Although I knew my injury hadn’t really been caused by the run at Crystal Palace – the steep downhills and uneven terrain probably just brought on the inevitable – I was very nervous about going back as the superstitious part of my brain was telling me that I was doomed to suffer a stress fracture at the beginning of August every year for the rest of my life and that perhaps I should just stay in bed for four weeks. But I gritted my teeth and got on with it.
The Crystal Palace course is possibly RunThrough’s toughest. Crystal Palace Park is set on the side of a very steep hill and the race starts at the top of that hill, on the site of the great Crystal Palace itself, which was destroyed by fire in 1936. The start is on a very uncomfortable gravel path, then it takes to a steep uphill trail through some woodland round the very highest part of the park, near the TV transmitter. From there on, the only way is down! The easiest part comes next, a kilometre of varying steepness, mostly on tarmac paths, with an incredibly perilous cut through some trees where I had to slow down to avoid running smack into one. Next there comes an mildly undulating section around the lowest point of the park on trail paths, which very excitingly takes you past the famous Crystal Palace Dinosaurs! From there on, it’s just up, up, up. There’s two very steep bits, which I walked, and a long long winding gentle hill which I insisted on running but apparently only covered at walking pace anyway. But it’s the principle that counts.

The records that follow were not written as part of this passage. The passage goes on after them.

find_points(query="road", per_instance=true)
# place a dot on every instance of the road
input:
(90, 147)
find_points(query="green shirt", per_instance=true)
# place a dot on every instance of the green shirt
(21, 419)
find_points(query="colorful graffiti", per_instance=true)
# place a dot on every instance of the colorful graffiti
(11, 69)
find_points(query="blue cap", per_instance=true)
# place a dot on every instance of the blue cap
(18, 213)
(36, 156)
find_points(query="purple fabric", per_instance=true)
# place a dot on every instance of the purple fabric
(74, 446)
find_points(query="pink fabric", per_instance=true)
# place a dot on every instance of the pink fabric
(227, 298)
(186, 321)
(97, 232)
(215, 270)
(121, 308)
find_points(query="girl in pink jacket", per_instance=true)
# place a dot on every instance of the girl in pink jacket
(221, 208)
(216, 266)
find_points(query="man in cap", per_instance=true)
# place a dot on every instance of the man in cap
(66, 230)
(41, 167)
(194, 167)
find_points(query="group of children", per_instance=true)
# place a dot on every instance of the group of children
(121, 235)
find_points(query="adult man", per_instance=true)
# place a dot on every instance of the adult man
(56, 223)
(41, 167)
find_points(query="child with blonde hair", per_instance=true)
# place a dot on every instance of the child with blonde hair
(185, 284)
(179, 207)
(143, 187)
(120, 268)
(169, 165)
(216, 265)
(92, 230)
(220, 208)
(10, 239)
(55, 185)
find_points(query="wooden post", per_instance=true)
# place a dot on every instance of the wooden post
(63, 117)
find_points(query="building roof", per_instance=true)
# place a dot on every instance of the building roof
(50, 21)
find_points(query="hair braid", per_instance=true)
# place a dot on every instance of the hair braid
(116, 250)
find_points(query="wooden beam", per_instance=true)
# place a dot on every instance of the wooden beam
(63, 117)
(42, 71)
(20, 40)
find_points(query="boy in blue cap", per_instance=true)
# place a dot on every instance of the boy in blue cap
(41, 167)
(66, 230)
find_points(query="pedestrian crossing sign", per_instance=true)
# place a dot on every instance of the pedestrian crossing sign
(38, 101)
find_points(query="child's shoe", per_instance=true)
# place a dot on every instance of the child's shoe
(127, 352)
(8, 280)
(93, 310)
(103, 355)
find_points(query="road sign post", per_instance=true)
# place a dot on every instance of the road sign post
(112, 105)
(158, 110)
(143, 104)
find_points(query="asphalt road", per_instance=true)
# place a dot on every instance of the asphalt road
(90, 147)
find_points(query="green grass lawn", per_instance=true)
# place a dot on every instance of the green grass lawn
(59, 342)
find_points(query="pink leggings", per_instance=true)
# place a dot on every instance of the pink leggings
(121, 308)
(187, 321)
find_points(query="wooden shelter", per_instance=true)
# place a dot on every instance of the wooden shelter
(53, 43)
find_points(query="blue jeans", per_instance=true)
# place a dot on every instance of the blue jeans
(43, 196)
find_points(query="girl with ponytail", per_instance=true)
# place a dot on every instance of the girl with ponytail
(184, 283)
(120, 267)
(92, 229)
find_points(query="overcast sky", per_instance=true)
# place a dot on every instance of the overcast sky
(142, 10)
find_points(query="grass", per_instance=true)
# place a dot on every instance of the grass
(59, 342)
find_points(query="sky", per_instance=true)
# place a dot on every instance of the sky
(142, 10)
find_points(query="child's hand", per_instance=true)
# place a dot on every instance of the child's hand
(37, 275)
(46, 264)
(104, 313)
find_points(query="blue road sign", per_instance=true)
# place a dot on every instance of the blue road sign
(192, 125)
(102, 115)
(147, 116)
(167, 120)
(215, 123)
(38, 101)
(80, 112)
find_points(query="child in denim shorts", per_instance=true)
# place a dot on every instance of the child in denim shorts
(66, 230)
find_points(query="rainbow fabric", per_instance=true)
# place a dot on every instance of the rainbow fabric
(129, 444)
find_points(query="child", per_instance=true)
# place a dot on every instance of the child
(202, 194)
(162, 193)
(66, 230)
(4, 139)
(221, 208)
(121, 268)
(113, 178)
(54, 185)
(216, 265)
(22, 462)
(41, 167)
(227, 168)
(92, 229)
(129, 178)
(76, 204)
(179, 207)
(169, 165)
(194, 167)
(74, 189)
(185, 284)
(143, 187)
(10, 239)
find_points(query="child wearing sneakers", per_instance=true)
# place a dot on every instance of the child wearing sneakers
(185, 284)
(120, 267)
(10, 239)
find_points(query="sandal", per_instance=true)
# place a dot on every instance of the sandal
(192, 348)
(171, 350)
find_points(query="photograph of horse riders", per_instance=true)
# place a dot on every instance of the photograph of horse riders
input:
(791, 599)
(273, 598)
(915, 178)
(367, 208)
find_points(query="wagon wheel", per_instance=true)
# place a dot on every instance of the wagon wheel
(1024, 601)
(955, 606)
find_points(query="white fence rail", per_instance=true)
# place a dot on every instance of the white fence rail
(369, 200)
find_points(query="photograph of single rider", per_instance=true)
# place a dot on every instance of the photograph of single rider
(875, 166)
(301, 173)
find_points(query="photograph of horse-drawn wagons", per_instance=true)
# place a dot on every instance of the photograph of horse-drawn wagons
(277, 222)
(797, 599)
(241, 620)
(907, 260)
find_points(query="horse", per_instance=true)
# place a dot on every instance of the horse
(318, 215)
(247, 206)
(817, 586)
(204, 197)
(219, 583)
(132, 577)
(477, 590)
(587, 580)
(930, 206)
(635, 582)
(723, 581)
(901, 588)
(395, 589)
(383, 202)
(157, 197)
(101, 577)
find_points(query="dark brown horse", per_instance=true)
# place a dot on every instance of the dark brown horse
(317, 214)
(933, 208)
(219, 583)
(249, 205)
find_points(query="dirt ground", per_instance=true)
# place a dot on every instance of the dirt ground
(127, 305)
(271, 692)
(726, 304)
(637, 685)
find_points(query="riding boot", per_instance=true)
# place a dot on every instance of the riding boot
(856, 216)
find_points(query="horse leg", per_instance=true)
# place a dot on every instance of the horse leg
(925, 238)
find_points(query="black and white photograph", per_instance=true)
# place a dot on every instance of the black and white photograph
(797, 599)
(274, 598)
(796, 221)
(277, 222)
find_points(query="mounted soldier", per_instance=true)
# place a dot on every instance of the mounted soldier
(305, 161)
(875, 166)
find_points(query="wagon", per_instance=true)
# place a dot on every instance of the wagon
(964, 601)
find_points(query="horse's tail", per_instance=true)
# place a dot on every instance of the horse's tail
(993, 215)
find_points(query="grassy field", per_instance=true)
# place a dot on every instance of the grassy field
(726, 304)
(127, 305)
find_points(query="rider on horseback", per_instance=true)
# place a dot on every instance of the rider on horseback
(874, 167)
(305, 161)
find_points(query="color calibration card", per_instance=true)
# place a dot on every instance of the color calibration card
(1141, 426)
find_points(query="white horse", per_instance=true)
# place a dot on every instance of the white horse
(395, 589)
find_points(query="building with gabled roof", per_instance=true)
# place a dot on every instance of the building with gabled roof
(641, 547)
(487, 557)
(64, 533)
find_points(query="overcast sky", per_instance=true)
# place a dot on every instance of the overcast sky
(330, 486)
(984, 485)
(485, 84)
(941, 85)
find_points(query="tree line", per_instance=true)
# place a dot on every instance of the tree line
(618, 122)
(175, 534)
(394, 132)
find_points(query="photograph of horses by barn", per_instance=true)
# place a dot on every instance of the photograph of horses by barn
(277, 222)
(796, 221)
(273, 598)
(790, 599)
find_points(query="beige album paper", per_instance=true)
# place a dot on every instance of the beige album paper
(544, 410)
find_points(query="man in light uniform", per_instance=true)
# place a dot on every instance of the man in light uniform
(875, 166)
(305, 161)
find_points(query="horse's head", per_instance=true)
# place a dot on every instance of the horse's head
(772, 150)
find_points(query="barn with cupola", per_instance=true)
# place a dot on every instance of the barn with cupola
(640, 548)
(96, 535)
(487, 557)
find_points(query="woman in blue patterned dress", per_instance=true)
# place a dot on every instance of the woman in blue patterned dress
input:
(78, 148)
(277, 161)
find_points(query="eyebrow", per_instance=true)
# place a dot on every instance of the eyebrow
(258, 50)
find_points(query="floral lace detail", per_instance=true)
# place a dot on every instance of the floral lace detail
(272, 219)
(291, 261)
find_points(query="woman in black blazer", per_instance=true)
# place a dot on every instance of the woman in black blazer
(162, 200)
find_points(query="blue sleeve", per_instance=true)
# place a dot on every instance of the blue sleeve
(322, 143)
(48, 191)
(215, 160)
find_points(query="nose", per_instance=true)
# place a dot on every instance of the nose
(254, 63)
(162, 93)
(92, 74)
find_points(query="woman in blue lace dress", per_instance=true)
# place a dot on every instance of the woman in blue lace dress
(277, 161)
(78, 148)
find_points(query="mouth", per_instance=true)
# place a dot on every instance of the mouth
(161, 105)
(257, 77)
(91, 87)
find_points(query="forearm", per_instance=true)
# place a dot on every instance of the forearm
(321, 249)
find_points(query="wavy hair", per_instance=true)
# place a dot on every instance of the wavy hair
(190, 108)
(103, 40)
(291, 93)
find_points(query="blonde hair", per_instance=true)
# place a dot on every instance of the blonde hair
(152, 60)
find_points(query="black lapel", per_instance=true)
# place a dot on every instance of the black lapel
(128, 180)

My finish time was, as expected, underwhelming at 41:13, but this was fine as I really hadn’t been going very hard at it (the hills and the injury paranoia were enough of a challenge without worrying about my time). Best of all I did not break my leg, fall over or in any other way injure myself, so I will be back next week to up my distance and take on my first running 10km since The Marathon at the Olympic Park!
In other news, my progress towards losing weight has not been so successful. I have lost a grand total of 0.5kg in the entire month which is rubbish and even if I kept doing this every month it would still take me until next summer to meet even my upper target. I am putting the failure down to three things:
- My Fitbit seems to be crediting me with too many calories from exercise and thus MyFitnessPal is allowing me to eat too many calories on non-work days.
- I have got used to being allowed to eat too many calories and find it hard to stick to my calorie limit on work days.
- I eat too much sugar.
My proposed solution is:
- Ditch MyFitnessPal. It worked really well for me before (lost over 20kg using it) but my lifestyle was very different and I think I have to accept that “what got you here won’t get you there”.
- Stop eating too much sugar.
Therefore my August quest (starting today because I only decided last night) is to stop eating sugar. Obviously not eating sugar at all is a tall order but I will not be eating anything that has sugar as the first or second ingredient on the list, and will be replacing things (eg. baked beans, almond milk) with sugar free or reduced sugar versions. I think my diet would probably be pretty decent if I didn’t eat so much sugar based nonsense, so it’s time to see how much difference it makes. I had Marmite on my toast instead of jam this morning.